8-bfvd_taxID_rank_scientificname_lineage.tsv: BFVD entry and their taxonomic information.
  1. model: File name of the BFVD.
  2. taxId: Taxonomy identifier of the protein.
    The protein ID, the portion before the first underscore in model, was used to retrieve the taxonomy ID.
  3. rank: rank of the taxonomy.
  4. scientific name: scientific name of the corresponding taxonomy identifier.

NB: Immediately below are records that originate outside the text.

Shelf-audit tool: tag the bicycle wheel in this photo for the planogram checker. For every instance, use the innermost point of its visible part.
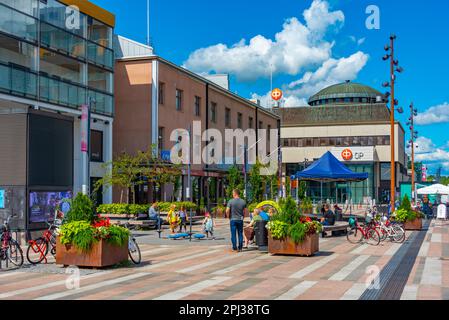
(14, 253)
(372, 237)
(399, 234)
(134, 251)
(37, 251)
(355, 235)
(383, 234)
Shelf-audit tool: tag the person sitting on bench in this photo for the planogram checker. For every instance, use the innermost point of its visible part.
(328, 216)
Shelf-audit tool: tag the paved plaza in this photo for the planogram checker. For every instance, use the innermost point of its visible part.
(207, 270)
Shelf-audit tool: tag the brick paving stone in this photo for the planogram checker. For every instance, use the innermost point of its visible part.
(249, 275)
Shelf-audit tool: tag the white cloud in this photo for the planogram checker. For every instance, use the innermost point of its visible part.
(424, 145)
(436, 114)
(319, 18)
(333, 71)
(296, 47)
(437, 155)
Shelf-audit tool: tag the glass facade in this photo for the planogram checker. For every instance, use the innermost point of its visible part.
(47, 55)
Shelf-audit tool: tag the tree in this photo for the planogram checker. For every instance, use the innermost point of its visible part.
(128, 171)
(302, 190)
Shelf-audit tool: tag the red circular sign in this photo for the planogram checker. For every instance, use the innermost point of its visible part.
(347, 154)
(277, 94)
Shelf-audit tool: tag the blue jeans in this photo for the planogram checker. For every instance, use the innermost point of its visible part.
(237, 229)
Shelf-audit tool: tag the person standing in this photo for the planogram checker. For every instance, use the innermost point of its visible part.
(236, 210)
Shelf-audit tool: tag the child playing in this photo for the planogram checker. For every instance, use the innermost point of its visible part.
(208, 225)
(183, 220)
(173, 218)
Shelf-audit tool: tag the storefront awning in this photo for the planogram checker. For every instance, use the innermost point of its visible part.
(330, 169)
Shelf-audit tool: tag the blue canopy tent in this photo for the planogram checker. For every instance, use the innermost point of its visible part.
(330, 169)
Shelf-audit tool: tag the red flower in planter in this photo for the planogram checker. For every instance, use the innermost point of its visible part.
(102, 223)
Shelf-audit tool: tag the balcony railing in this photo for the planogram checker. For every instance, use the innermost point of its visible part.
(60, 40)
(22, 82)
(100, 55)
(18, 81)
(17, 24)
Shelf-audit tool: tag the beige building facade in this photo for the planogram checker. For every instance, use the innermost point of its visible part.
(355, 131)
(155, 98)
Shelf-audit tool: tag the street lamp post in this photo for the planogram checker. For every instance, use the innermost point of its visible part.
(394, 67)
(411, 144)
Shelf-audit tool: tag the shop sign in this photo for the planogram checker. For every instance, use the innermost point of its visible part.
(354, 154)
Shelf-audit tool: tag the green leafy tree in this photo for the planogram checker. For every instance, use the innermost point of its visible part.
(128, 171)
(256, 182)
(302, 190)
(81, 209)
(235, 181)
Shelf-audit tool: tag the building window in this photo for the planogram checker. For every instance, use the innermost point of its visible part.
(179, 99)
(161, 93)
(227, 117)
(96, 146)
(213, 112)
(197, 106)
(239, 120)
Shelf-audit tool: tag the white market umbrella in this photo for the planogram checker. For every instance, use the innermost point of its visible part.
(436, 189)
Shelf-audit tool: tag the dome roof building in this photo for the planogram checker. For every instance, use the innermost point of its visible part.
(346, 93)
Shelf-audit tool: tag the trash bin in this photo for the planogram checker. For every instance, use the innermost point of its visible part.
(261, 234)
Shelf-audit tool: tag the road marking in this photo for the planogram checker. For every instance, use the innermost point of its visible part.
(184, 292)
(240, 265)
(349, 268)
(206, 264)
(355, 292)
(11, 274)
(436, 238)
(188, 257)
(311, 268)
(423, 252)
(94, 286)
(48, 285)
(154, 251)
(297, 290)
(432, 272)
(394, 248)
(359, 249)
(410, 292)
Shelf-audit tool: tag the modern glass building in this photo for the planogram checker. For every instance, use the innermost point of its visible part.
(54, 57)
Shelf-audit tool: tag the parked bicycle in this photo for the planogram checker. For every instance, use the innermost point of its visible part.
(388, 230)
(38, 249)
(133, 248)
(10, 249)
(358, 233)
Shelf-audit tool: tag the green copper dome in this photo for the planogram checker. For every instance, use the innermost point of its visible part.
(346, 93)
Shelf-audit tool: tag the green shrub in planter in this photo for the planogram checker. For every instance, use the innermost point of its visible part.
(81, 209)
(81, 234)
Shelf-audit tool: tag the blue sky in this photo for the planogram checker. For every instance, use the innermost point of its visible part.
(333, 44)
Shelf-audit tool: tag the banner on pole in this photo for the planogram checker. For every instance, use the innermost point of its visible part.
(84, 128)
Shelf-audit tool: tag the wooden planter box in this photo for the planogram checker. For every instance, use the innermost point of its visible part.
(115, 216)
(102, 255)
(308, 248)
(413, 225)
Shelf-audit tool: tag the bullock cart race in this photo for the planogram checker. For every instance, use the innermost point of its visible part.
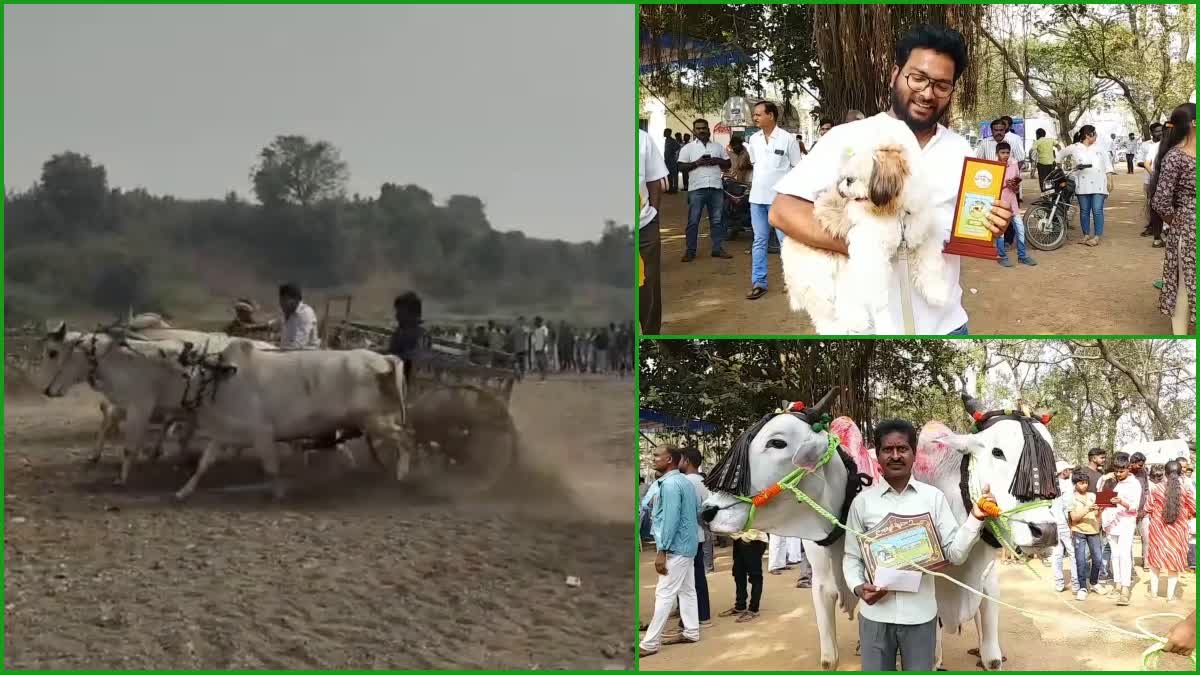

  5. lineage: lineage of the taxonomy.
9-uniref30_2302_virus-rep_mem.tsv: UniRef30 virus clusters.
  1. repId: Cluster representatives used for structure prediction
  2. memId: Member corresponding to the representative

License

All files are available under a Creative Commons Attribution 4.0 International License.